2019年05月18日 09時11分43秒 | 日々雑感
 隠蔽とは元々”人や物の在りかを隠すこと”と極めて単純で分かり易かったが、厚労省の毎月勤労統計調査等に関する特別監察委員会が定義する隠蔽は、”法律違反や極めて不適切な行為を認識しながら意図的に隠そうとする行為” であると分かり難くくしている。

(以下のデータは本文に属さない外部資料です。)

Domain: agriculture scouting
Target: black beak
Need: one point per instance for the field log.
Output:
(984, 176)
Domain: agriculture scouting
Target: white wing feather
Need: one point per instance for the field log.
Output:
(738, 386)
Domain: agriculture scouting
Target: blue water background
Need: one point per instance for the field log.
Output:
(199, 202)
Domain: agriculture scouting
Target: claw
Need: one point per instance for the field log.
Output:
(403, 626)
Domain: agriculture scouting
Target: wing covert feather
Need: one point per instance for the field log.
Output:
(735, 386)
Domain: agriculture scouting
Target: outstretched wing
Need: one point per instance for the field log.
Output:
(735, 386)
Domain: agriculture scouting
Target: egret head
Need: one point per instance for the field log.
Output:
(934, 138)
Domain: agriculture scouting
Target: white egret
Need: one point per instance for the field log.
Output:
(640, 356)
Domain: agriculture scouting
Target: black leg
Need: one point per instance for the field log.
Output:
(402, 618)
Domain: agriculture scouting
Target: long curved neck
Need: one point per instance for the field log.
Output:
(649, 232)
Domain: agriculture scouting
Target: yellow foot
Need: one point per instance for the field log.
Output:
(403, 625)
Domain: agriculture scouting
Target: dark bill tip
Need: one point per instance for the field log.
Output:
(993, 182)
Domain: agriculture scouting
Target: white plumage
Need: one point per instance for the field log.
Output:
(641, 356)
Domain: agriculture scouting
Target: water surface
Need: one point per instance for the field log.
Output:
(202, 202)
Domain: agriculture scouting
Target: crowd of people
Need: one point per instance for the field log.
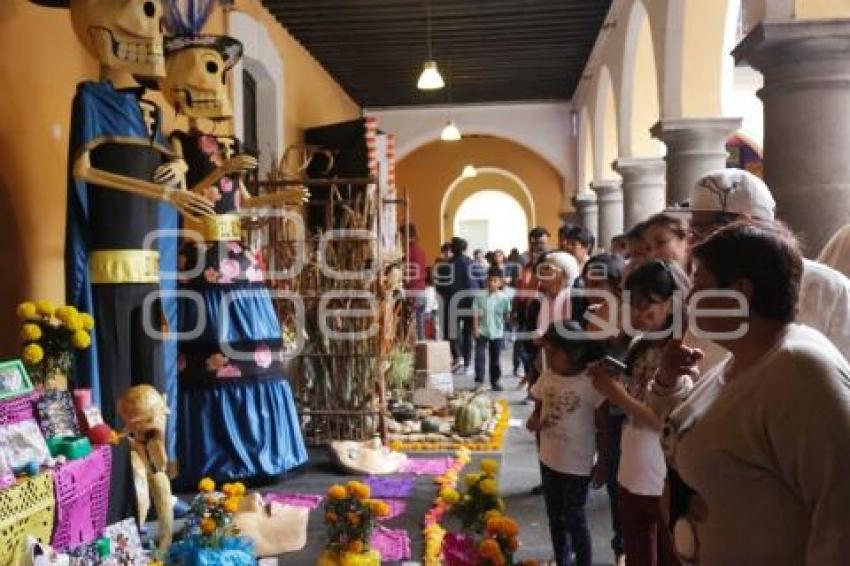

 この文言では、不適切な行為と認識していなければ故意に隠そうと隠すまいと罪にはならない、とのニュアンスになり、厚労省の統計処理の不正行為を何とか罪に問われないようにする為の労作の結果だ。

 と言いながらも、罪の認識の無い所に罪が発生しない、あるいは罪が軽くなるのは一般的な常識であり、それをダメ押しした感もある。

 小学校や中学校でいじめがよく問題になる。いじめられる方は自殺にまで追い込まれることもあるが、いじめる方はいじめているとの認識が無くただ軽い冗談の気持ちでやっているとの話もよく聞く。

 セクハラにしても各種の差別でも同様であろう。やられる方は深く傷ついても、やる方に罪の意識は無く、その結果余り重大な罪に問われることは無い。

 また、2017年2月に、マレーシアの国際空港で金正恩委員長の兄の金正男氏が殺害される事件があった。実行犯の女性2名は、インドネシアとベトナム国籍であり、両人とも最近比較的軽い罪で放免された。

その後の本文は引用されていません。